These are the key concepts you need to understand to accurately answer the question.

Normal Distribution
The normal distribution, often referred to as the bell curve, is a continuous probability distribution that is symmetrical around its mean. This means that the likelihood of outcomes is evenly spread around the average, which is the highest point on the graph. Some key aspects of a normal distribution include:
  • The mean, median, and mode of the distribution all coincide at the same point, which is the center of the graph.
  • It is defined by two parameters: the mean (\( \mu \)) and the variance (\( \sigma^2 \)). These determine the location and scale of the distribution.
  • Approximately 68% of the data fall within one standard deviation of the mean, 95% within two, and 99.7% within three.

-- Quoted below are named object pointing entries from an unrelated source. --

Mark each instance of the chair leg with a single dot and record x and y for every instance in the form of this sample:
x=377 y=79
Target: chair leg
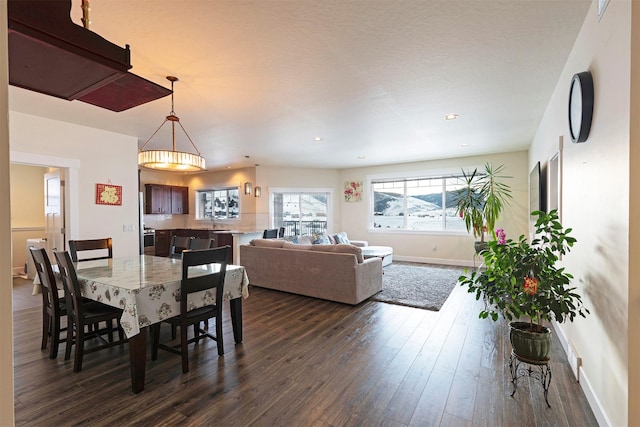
x=184 y=349
x=55 y=338
x=79 y=342
x=120 y=332
x=71 y=337
x=219 y=343
x=45 y=328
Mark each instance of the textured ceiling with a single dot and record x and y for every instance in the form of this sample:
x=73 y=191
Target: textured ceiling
x=373 y=78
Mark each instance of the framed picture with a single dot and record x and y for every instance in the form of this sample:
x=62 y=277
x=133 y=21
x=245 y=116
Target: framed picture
x=109 y=194
x=555 y=183
x=353 y=191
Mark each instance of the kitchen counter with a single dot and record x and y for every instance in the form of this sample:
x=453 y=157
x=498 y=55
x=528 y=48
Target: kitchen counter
x=233 y=238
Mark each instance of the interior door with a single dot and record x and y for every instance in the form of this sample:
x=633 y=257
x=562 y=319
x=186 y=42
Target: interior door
x=54 y=211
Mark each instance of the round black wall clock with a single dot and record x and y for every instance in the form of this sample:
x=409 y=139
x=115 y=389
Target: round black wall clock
x=580 y=106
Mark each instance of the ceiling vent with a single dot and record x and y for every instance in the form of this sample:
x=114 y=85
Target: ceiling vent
x=50 y=54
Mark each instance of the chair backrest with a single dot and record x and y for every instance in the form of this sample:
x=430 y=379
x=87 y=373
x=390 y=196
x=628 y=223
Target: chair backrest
x=198 y=280
x=271 y=233
x=202 y=243
x=50 y=299
x=95 y=248
x=69 y=278
x=179 y=244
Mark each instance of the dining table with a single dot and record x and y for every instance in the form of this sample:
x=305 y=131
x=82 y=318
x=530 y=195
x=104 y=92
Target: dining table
x=147 y=289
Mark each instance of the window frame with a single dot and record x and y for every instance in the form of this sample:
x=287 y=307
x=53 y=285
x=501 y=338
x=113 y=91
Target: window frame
x=213 y=217
x=410 y=176
x=302 y=191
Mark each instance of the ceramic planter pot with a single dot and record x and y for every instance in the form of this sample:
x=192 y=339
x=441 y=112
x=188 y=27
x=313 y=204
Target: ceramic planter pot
x=535 y=346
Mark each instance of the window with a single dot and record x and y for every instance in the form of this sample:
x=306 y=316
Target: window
x=218 y=204
x=417 y=204
x=301 y=213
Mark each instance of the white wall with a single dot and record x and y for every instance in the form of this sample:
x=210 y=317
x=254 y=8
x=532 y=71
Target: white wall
x=27 y=210
x=91 y=156
x=595 y=203
x=6 y=312
x=456 y=249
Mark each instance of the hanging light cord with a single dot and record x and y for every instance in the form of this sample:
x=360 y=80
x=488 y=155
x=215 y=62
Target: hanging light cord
x=173 y=119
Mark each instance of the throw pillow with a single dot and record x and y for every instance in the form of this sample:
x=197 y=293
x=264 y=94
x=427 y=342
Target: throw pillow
x=320 y=239
x=267 y=243
x=341 y=238
x=305 y=240
x=289 y=245
x=292 y=239
x=342 y=249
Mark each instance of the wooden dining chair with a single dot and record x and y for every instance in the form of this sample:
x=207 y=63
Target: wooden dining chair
x=211 y=283
x=81 y=316
x=178 y=245
x=54 y=307
x=197 y=244
x=271 y=233
x=93 y=248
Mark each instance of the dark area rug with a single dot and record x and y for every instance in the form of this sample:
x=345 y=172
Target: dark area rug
x=425 y=286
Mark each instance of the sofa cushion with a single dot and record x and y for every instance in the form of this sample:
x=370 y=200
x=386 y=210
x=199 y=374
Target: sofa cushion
x=320 y=239
x=291 y=245
x=341 y=238
x=341 y=248
x=268 y=243
x=304 y=240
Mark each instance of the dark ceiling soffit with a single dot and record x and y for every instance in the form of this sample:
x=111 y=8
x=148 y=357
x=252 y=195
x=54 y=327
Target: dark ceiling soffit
x=50 y=54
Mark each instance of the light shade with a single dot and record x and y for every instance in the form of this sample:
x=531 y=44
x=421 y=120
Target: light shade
x=171 y=160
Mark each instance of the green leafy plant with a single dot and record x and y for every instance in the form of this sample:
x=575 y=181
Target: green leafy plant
x=520 y=279
x=481 y=200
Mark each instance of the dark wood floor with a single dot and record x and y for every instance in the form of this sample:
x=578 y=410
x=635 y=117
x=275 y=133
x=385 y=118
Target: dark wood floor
x=303 y=362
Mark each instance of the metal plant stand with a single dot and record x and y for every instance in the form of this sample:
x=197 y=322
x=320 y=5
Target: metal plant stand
x=538 y=369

In the context of the exercise, when the lengths of steel rods produced by a factory follow a normal distribution, it implies that most rods have lengths close to the mean, with fewer rods being shorter or longer. This helps manufacturers predict rod length outcomes and estimate costs associated with deviations from the standard specifications.
Chi-Square Distribution
The chi-square distribution is a continuous distribution often used in statistics to assess variance in a set of data. It comes into play primarily in tests of independence and goodness-of-fit tests. Here are a few highlights:
  • It is derived from the sum of squared standard normal variables.
  • The shape of the chi-square distribution depends on the degrees of freedom, which is usually related to the number of independent observations available.

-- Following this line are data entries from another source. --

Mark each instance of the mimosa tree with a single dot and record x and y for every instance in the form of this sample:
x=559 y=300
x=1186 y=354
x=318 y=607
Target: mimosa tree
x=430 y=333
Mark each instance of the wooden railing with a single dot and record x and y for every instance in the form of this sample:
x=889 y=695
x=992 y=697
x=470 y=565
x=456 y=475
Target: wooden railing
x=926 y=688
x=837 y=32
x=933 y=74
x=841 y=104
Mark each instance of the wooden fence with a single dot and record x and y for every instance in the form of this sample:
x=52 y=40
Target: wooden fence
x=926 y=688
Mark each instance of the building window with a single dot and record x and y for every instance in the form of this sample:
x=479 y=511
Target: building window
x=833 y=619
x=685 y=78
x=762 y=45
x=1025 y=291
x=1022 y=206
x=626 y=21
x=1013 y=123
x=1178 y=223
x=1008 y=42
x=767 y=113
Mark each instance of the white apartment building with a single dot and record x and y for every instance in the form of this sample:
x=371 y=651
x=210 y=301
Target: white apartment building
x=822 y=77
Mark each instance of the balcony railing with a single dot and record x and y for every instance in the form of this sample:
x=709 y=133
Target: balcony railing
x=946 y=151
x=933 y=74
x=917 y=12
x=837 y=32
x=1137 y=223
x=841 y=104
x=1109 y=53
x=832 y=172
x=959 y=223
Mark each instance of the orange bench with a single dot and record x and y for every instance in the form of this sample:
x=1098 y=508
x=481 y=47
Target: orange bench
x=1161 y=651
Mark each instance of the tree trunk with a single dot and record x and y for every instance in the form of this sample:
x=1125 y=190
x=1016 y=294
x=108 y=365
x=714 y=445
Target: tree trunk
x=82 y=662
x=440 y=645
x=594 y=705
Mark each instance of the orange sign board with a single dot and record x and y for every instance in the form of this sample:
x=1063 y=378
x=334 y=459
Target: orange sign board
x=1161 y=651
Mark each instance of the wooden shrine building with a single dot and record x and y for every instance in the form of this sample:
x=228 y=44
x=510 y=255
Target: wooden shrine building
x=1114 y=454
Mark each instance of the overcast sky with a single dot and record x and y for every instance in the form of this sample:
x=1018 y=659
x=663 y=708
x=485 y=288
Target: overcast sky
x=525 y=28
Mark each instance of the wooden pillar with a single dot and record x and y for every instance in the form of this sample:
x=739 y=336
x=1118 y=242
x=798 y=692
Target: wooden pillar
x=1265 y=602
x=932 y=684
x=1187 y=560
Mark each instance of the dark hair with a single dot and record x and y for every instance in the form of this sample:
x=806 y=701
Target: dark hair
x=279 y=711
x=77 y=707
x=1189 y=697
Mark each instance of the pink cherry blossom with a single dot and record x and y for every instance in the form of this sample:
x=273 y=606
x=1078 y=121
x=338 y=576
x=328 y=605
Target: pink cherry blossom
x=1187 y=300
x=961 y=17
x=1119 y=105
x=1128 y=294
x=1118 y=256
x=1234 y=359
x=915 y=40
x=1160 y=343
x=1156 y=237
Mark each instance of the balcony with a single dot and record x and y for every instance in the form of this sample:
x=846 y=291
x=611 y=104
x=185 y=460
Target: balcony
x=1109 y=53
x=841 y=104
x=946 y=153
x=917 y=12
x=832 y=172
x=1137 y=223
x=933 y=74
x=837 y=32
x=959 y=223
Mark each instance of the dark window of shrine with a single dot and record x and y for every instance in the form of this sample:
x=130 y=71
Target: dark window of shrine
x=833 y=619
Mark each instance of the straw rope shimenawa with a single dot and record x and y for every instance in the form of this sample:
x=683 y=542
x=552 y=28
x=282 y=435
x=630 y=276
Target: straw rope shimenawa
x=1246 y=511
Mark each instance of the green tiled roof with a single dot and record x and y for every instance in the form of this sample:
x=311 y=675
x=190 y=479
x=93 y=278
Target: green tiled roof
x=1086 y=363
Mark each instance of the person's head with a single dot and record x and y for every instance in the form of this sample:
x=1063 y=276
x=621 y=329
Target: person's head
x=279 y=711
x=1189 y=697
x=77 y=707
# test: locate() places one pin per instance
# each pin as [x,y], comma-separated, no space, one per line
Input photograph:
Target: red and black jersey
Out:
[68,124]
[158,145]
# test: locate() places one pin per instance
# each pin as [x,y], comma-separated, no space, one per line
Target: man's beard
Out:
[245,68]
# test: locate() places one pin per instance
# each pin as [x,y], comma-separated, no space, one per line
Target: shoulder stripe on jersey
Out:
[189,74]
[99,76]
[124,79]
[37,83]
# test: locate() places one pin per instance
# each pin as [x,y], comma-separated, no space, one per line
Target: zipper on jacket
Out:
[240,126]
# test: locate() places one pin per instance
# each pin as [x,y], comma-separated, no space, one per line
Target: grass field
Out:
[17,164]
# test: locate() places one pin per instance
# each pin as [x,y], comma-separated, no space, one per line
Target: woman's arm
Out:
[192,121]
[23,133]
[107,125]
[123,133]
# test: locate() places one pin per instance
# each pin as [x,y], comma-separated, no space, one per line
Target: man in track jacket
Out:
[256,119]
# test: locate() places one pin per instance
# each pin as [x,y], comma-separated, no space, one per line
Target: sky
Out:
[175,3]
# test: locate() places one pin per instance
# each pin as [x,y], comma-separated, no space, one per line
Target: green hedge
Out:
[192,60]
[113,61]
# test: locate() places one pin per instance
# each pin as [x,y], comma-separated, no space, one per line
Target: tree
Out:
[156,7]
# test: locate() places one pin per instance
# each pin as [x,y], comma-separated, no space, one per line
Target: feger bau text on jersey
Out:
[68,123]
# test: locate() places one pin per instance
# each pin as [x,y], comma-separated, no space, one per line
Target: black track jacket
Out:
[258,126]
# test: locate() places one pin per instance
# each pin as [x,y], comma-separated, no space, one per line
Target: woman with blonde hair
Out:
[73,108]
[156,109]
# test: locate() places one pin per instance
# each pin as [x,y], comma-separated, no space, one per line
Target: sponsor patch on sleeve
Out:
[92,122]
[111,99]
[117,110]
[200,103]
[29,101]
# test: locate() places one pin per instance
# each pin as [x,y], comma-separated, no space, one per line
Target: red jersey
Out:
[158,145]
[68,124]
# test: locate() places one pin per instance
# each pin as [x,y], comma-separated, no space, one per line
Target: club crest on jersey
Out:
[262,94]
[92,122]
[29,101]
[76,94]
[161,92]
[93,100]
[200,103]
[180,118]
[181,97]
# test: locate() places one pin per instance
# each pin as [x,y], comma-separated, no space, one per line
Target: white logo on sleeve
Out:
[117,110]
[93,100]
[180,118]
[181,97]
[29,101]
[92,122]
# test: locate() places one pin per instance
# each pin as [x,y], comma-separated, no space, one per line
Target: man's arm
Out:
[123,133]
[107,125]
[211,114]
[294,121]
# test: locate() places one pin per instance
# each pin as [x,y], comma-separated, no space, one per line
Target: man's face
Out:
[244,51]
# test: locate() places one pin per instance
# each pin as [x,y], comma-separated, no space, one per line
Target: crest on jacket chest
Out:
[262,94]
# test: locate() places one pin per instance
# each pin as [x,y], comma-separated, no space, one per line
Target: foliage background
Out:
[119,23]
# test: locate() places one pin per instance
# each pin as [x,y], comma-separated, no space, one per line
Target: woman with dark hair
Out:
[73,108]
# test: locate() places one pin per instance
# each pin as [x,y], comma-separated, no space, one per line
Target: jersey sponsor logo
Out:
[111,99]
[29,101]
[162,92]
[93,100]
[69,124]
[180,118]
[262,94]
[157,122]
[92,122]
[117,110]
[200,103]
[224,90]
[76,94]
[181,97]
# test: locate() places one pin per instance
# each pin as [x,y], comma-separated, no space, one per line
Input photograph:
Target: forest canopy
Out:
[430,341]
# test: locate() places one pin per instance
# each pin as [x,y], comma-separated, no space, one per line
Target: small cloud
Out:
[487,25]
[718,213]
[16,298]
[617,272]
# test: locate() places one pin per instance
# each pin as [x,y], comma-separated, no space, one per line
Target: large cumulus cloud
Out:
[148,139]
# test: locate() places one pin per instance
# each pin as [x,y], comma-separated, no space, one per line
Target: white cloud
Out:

  • With more degrees of freedom, the distribution shifts to the right, becoming more normal.
In the given exercise, the random variables are chi-square distributed with 1 degree of freedom. The variable \( Y \) represents the sum of these variables, giving \( Y \) a chi-square distribution with \( n \) degrees of freedom. This makes \( Y \) an appropriate candidate for applying the Central Limit Theorem when determining its asymptotic behavior.
Standardization
Standardization is the process of transforming a random variable into a standard normal distribution. This means that the transformed data has a mean of 0 and a standard deviation of 1, making it easier to compare different data sets. The transformation is given by the formula:
\[ Z = \frac{X - \mu}{\sigma} \]
Where:
  • \( X \) is the original data point.
  • \( \mu \) is the mean of the data.
  • \( \sigma \) is the standard deviation.

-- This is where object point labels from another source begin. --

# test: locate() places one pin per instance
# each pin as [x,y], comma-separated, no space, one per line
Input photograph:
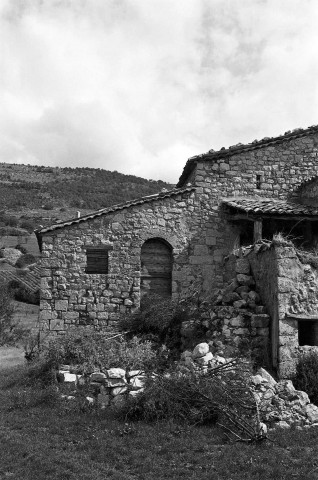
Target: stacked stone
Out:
[240,313]
[201,357]
[106,388]
[280,404]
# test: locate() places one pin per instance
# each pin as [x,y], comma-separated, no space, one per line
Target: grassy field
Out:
[45,438]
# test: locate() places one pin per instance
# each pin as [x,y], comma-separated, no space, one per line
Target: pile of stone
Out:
[104,388]
[280,404]
[202,357]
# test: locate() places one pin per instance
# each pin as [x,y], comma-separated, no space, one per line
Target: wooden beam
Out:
[252,218]
[258,229]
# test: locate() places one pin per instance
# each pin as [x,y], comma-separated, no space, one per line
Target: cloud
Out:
[140,86]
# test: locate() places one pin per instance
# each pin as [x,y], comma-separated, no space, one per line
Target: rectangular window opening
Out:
[97,260]
[308,332]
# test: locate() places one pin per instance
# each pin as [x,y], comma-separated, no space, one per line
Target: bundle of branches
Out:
[221,395]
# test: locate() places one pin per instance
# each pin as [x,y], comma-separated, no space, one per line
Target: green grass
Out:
[42,439]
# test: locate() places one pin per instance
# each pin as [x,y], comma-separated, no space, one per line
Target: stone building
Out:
[98,266]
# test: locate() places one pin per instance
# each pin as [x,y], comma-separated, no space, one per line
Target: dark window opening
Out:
[308,332]
[97,260]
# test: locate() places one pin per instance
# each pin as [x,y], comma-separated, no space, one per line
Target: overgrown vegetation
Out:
[49,439]
[306,376]
[90,348]
[220,394]
[160,320]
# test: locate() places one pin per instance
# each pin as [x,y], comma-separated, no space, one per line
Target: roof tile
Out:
[270,206]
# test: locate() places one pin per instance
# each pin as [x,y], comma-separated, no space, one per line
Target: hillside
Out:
[33,195]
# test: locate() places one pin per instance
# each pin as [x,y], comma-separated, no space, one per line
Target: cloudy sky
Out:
[139,86]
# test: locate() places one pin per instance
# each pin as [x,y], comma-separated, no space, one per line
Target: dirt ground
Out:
[11,356]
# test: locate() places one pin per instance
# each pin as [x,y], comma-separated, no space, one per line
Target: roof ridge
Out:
[240,147]
[97,213]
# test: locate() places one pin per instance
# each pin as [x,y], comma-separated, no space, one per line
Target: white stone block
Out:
[200,350]
[116,373]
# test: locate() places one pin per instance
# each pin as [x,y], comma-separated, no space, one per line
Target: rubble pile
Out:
[236,315]
[279,403]
[104,388]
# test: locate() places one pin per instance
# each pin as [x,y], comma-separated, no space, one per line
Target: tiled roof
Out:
[114,208]
[267,206]
[211,155]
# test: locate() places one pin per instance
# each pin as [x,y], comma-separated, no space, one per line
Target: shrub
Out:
[21,248]
[48,206]
[90,348]
[28,225]
[160,319]
[306,376]
[222,394]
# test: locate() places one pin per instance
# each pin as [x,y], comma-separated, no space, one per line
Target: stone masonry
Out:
[190,218]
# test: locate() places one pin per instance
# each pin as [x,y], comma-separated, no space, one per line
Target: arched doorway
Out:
[156,268]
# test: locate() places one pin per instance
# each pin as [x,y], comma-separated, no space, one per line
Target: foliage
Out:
[220,394]
[21,248]
[306,376]
[10,331]
[25,260]
[29,225]
[90,348]
[50,441]
[159,319]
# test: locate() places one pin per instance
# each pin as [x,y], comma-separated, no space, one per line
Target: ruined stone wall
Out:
[264,269]
[282,168]
[70,297]
[288,286]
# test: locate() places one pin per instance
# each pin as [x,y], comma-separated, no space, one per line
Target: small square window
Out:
[97,260]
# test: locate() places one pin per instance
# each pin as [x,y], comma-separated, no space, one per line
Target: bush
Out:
[28,225]
[25,260]
[88,349]
[159,319]
[222,394]
[306,376]
[21,248]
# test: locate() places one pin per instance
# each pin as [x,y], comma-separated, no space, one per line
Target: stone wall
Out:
[194,224]
[70,297]
[282,168]
[288,285]
[264,268]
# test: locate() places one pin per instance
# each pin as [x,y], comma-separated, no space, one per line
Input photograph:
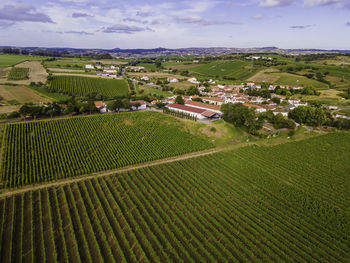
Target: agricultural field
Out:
[20,94]
[82,86]
[17,73]
[237,69]
[254,204]
[152,91]
[42,151]
[7,60]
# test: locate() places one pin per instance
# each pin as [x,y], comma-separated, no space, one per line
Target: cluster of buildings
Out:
[135,68]
[220,95]
[108,71]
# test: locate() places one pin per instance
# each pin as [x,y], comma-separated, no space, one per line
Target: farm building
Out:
[89,66]
[172,80]
[142,107]
[213,100]
[203,106]
[196,112]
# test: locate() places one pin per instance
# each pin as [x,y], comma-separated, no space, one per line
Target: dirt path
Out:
[84,75]
[12,191]
[37,73]
[8,192]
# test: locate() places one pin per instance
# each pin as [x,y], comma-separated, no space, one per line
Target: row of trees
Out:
[242,116]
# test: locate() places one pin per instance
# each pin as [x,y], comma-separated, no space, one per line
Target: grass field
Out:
[10,60]
[21,94]
[152,91]
[50,150]
[17,73]
[236,69]
[82,86]
[254,204]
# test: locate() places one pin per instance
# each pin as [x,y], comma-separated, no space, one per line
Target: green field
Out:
[221,68]
[151,91]
[287,203]
[82,86]
[18,73]
[10,60]
[50,150]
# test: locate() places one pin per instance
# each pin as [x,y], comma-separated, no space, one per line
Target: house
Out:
[143,105]
[258,108]
[195,112]
[110,71]
[193,80]
[213,100]
[172,80]
[89,66]
[283,112]
[135,68]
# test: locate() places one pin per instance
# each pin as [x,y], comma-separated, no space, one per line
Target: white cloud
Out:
[321,2]
[276,3]
[258,16]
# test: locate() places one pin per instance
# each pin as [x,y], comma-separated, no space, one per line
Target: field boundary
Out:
[13,191]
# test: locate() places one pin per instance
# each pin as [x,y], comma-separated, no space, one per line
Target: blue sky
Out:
[173,24]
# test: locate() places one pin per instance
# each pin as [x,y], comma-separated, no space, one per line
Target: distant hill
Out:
[214,51]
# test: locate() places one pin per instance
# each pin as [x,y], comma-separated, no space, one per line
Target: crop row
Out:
[50,150]
[214,208]
[82,86]
[18,73]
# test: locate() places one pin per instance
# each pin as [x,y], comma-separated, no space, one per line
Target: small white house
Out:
[145,78]
[172,80]
[142,106]
[89,66]
[110,71]
[193,80]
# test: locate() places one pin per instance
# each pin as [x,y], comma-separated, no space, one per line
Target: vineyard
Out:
[82,86]
[240,206]
[50,150]
[18,73]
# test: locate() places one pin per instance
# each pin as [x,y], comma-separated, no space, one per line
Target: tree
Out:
[276,100]
[240,115]
[111,106]
[179,100]
[126,104]
[159,104]
[308,115]
[137,105]
[192,91]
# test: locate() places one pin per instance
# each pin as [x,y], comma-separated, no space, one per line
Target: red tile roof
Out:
[213,99]
[185,108]
[208,113]
[203,105]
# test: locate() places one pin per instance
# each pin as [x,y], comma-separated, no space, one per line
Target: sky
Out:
[323,24]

Applying this concept in the exercise, the variable \( Y \) was standardized to create \( Z \) as explained in step 1. This step aligns with the Central Limit Theorem by indicating that, as the sample size \( n \) grows, \( Z \) will conform to a standard normal distribution. Standardization is a crucial step in many statistical analyses, enabling easier interpretation and comparison between different data sets.
Variance
Variance is a fundamental measure used in statistics to quantify the amount of variation or dispersion in a set of data points. Specifically, it assesses how much individual observations deviate from the mean. The formula for variance is given by:
\[ \sigma^2 = \frac{1}{n}\sum_{i=1}^{n} (X_i - \mu)^2 \]
Where:
  • \( \sigma^2 \) is the variance.
  • \( X_i \) is each data point.
  • \( \mu \) is the mean of the data set.
  • \( n \) is the number of observations.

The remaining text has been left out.